There is a dark side to giving the people what they want (ie. make something
people want) and that is that people want things that harm them, are
shortsighted, are unsustainable, etc. You can either make those things or not
but you cannot fight what people want with regulation, you can only make it
harder or easier to access. There's a good argument that some bad things are
too easy to access, and other good things are too hard to access, but there's
no valid argument that people are subjects to issues like these.

------
8bitsrule
Vox is obviously new on the block.
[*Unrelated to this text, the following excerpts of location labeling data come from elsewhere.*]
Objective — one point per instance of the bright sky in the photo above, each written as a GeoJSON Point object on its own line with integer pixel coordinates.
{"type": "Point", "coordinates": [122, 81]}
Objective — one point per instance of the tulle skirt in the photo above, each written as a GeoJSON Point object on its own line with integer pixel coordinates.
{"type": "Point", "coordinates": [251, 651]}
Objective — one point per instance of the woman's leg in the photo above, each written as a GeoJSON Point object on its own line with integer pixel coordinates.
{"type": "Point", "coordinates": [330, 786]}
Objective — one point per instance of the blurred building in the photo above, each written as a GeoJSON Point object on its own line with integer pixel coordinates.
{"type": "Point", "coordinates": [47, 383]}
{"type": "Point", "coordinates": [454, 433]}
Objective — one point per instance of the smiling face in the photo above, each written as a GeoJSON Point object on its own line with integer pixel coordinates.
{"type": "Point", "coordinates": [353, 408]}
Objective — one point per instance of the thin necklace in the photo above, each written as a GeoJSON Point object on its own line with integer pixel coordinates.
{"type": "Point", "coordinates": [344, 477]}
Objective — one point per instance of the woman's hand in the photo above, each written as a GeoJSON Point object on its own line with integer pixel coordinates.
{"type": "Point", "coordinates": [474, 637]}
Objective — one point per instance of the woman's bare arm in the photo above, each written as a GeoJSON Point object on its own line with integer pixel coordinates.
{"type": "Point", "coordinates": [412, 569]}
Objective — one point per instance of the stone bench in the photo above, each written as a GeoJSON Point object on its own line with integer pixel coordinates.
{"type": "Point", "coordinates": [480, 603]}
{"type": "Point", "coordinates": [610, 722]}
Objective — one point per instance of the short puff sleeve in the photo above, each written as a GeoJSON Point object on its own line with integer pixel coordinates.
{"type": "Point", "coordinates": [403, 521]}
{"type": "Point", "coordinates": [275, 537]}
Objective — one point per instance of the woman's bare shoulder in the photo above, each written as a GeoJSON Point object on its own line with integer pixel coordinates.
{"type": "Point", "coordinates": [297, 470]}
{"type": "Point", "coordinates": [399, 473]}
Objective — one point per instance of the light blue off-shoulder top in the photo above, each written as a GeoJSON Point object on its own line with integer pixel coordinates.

That's been going on for a century, ever
since WW1 when Ed Bernays worked for the Committee on Public Information (CPI)
and learned how to get people to line up.

[http://igpub.com/propaganda/](http://igpub.com/propaganda/)

In 1928 he wrote, "If we understand the mechanism and motives of the group
mind, is it not possible to control and regiment the masses according to our
will without their knowing about it?" ( _Propaganda_ , page 10)

At about the same time he was helping out Lucky Strike by convincing more
women to smoke cigarettes.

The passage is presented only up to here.